Here I was, 27 years old, barely a twig on the family tree, being told I had High Grade DCIS in my left breast.

I don’t feel like I’ve moved out of that day, it feels like the weeks and months in between that moment have moulded into one messy, traumatic and life-changing day that is broken up by meals and sleep. It has felt like I’ve just been existing, just moving through each minute but not feeling anything but the shock of the few words every woman fears.

In December 2019 I had a double mastectomy, three weeks after a lumpectomy with no clear margins. Between my double mastectomy and my lumpectomy, I had a massive 10cm of cancer removed from my left breast and I never had a lump.

I remember the pain when I woke up, both physical and emotional. It was deep and aching and I longed for my breasts. Part of me that nobody else in the whole world had was now gone and never coming back.

The loss of my breasts felt so much deeper than a physical loss and felt so much more than a loss only I was forced to bear.

I grieved the loss my parents must have been feeling, to watch the body of their daughter, a child they created together out of love, a body they watched growing from a child to an adolescent to a woman. A body my mother grew, and one both my parents held and nurtured for 27 years was now being taken apart so I wouldn’t be taken away from them entirely.

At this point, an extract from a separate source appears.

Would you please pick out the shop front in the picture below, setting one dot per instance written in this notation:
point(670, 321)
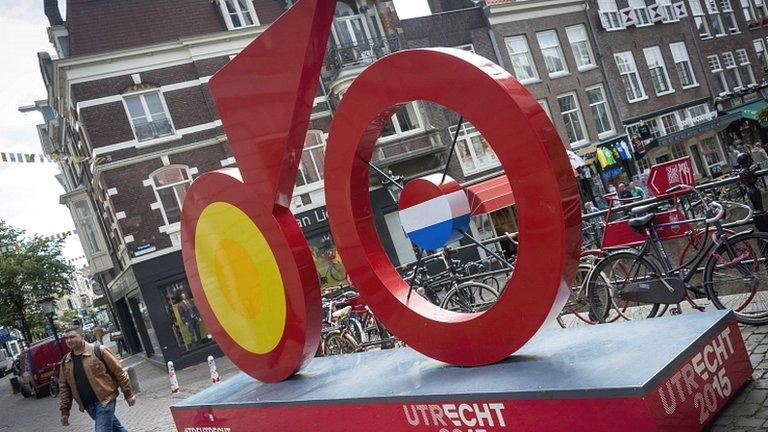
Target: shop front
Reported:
point(158, 315)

I looked at my sister, Grace, wondering what she must be feeling seeing her sister go through this. Despite my pain all I wanted to do was protect her like I have every day, month and year before I was diagnosed but now, I watched, feeling like I had failed her, as she was thrust into the role of protecting me.

I can no longer bring myself to refer to my breasts as breasts so instead I refer to that part of my body as my chest. Just as I did when I gained weight, I no longer recognise myself when I look in the mirror. I feel completely disconnected from my own body, and this time as much as I try, tracing lines over my chest is a fruitless exercise to show myself compassion or even get to know this new version of myself because I can’t feel my own
touch. I can’t connect.

I’ve had to meet and welcome new versions of myself so many times in the last few years, and the first few times I welcomed her with open arms, but now? I don’t know how to let this new me live without grieving. I don’t know how to feel like I haven’t been completely robbed, I don’t know how to feel anything but grief or anger. I don’t know how to be gentle or compassionate or even a little bit okay with this new me.

This new version of me continues to challenge me in ways no woman should ever be challenged and my heart aches to know that despite this, there are thousands of women just like me, all around the world, feeling challenged, defeated, broken and disconnected from themselves.

This ache, although painful, draining and at times all consuming, is the reason I will fight, forever, for every single woman before and after me with a breast cancer diagnosis because no woman should ever have to say goodbye to part of herself when they were just learning to say hello.”

Thank you so much, Elle, for sharing your heartbreakingly honest account of your evolving relationship with your body and your self-image. We felt every word.